27th February 2025, 5:00 pm

Speaker: Professor Jocelyn Wogan-Browne (Fordham University)
Location: South School, Examination Schools

While the idea that Henry V made English a state language cannot survive close inspection, English became an established language of culture and (to some extent) a language of record in Britain in the fifteenth century. But francophone continuities persisted in culturally specific ways in Wales, Ireland, and Scotland alongside shifts in the relations between French and English. Some of these are seen in the pioneering teaching of French in the late fourteenth and fifteenth centuries, when manuals for French (first seen in thirteenth-century England) began to conceptualize French less as a language of England and more as an adjunct of external relations.  French texts continued to circulate, and were printed in greater numbers than English-language works.  English was a regional language throughout the Middle Ages and French and Latin remained important vectors of communication for Britain’s external relations well into the early modern period. The medieval history of Britain’s French helps challenge any sense of English as ‘naturally’ attaining its current prevalence.

French in Medieval Britain: Cultural Politics and Social History, c. 1100-c. 1500

Professor Jocelyn Wogan-Browne (Fordham University)

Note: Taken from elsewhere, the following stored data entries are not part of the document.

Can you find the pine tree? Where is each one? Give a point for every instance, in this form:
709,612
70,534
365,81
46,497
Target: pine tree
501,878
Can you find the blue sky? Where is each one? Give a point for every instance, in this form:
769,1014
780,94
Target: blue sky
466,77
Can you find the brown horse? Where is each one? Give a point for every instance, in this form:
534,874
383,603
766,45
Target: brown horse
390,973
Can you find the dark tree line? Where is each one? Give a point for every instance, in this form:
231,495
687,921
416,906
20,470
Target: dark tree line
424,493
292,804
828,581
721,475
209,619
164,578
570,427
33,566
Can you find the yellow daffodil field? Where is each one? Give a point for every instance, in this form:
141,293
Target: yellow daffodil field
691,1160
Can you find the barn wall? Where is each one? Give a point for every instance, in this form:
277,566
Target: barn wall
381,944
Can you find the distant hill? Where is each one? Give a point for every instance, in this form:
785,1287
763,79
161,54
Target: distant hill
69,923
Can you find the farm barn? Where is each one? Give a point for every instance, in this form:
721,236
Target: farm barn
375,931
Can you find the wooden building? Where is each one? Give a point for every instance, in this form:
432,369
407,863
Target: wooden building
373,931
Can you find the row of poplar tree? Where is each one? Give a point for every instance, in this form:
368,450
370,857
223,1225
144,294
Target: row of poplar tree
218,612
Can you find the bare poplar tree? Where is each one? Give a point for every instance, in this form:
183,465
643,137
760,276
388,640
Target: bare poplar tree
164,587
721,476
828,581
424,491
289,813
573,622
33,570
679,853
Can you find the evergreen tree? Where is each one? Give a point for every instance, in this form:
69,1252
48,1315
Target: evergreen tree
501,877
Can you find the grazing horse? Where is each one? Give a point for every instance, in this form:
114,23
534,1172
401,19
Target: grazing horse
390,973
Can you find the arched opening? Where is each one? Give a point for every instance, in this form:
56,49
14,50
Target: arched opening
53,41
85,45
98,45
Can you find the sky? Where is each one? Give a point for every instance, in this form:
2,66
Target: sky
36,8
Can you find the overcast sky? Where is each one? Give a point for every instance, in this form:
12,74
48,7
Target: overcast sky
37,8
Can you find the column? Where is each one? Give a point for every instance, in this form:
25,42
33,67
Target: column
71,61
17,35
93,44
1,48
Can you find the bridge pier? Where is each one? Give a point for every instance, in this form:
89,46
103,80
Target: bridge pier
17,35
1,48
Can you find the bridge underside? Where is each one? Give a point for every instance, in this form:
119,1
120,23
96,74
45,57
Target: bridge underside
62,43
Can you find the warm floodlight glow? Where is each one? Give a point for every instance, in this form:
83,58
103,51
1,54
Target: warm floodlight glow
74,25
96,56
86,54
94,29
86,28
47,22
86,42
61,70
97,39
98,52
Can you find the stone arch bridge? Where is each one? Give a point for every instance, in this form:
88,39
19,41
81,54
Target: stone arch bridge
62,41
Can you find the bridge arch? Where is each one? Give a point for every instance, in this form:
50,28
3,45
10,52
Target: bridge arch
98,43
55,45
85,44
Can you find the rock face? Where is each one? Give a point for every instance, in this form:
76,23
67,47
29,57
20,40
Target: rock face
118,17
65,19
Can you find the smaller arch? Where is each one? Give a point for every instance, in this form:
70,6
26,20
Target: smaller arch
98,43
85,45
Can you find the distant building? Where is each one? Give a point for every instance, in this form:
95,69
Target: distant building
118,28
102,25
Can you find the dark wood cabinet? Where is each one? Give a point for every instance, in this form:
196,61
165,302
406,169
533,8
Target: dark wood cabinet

French played a major, though not the only role, in the pervasive multilingualism of British history and culture.  As Britain’s only medieval ‘global’ vernacular, it was also important to a wide range of people for their participation in external theatres of empire, trade, culture, conflict, and crusade.  Displacing the long shadow of nineteenth-century nationalizing conceptions of language and their entrenchment in modern university disciplinary divisions, emerging histories of French in England and increasingly of French in Ireland, Wales, and Scotland offer new ways of understanding language and identity.  These lectures trace francophone medieval Britain in a chronological sequence across its four main centuries, interpolating two thematic lectures on areas especially needing integration into our histories, medieval women and French in Britain, and French Bible translation in medieval England.